Um réu que assassinou uma mulher em razão do gênero, ou seja, que cometeu feminicídio, não pode mais alegar que agiu em defesa da honra como forma de tentar justificar o crime. Nesta quinta-feira (11), o Superior Tribunal Federal (STF) decidiu em votação que a tese, chamada de legítima defesa da honra, é inconstitucional.
Mas em que consistia essa tese? Segundo a professora de Direito Penal e advogada, Virgínia Luna Smith, primeiro é preciso entender o que venha a ser a expressão "legítima defesa". "Seria quando você usa moderadamente meios que dispor para repelir a injusta agressão, ou afastar a agressão", pontua.
Quando se fala de "legítima defesa da honra", a professora explica que a legislação de 1890 previa esse argumento. "Era quando o sujeito praticava um crime numa situação de completa privação de sentidos, de emoção, como ao flagrar uma traição. Essa situação, porém, não existe mais no código penal. Mas a ideia estava sendo usada em júris dentro da plenitude de defesa, em que o acusado pode usar todos os argumentos, mesmos os não jurídicos para conseguir a absolvição", detalha Smith.
O tema foi apresentado ao STF pelo Partido Democrático Trabalhista (PDT), em janeiro, ao argumentar que não eram compatíveis com a Constituição absolvições de réus acusados de feminicídio com base na tese de "legitima defesa da honra". Agora, a tese não pode ser usada nos tribunais do júri, cabendo ao juiz ou juíza que presidir o julgamento desconsiderá-la, caso os representantes de defesa do réu insistirem no argumento.
Para Sátina Pimenta, advogada, psicóloga e idealizadora do Projeto Ressignificando, nem sequer deveria ser necessário um julgamento sobre essa situação, a começar pela alegação da situação como legítima defesa e também sobre o que se entende como honra.
"A emoção não torna o acusado inimputável e nem atenua a pena. A emoção é algo controlável por um sujeito que possui razão. O que acontece é que estamos mais uma vez passando a mão na cabeça dos homens, do machismo brasileiro, pois é como se disséssemos que 'ele tem direito de fazer o que quiser mediante a honra'. A nossa Constituição coloca a vida acima de qualquer coisa, inclusive a honra. A honra, aliás, é algo subjetivo, pois nem sempre o que é honroso para mim, será honroso para você", argumenta.

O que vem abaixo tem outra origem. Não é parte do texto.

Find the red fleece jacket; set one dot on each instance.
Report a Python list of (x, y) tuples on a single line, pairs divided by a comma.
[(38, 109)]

A defensora pública e membra do Núcleo de Defesa dos Direitos da Mulher (Nudem), Fernanda Prugner, reforça o ponto de vista apresentado por Sátina. "A honra é um atributo de ordem moral, ética e de origem na construção social dentro de uma sociedade machista. É como se homens estivessem autorizados a trair e também a cometer o feminicídio. A 'legítima defesa da honra' é uma justificativa para atacar as mulheres de forma desproporcional e criminosa", observou Prugner.
Tendo como relator o ministro Dias Tófoli, a aplicação da tese foi considerada inconstitucional pelo Supremo por contrariar princípios constitucionais da dignidade da pessoa humana, da proteção à vida e da igualdade de gênero.
"Não obstante, para além de um argumento atécnico e extrajurídico, a 'legítima defesa da honra' é estratagema cruel, subversivo da dignidade da pessoa humana e dos direitos à igualdade e à vida e totalmente discriminatória contra a mulher, por contribuir com a perpetuação da violência doméstica e do feminicídio no país", afirmou o ministro em seu voto.
A liminar expedida por Dias Tófoli foi confirmada por maioria dos 11 ministros dos STF, nesta quinta-feira (11).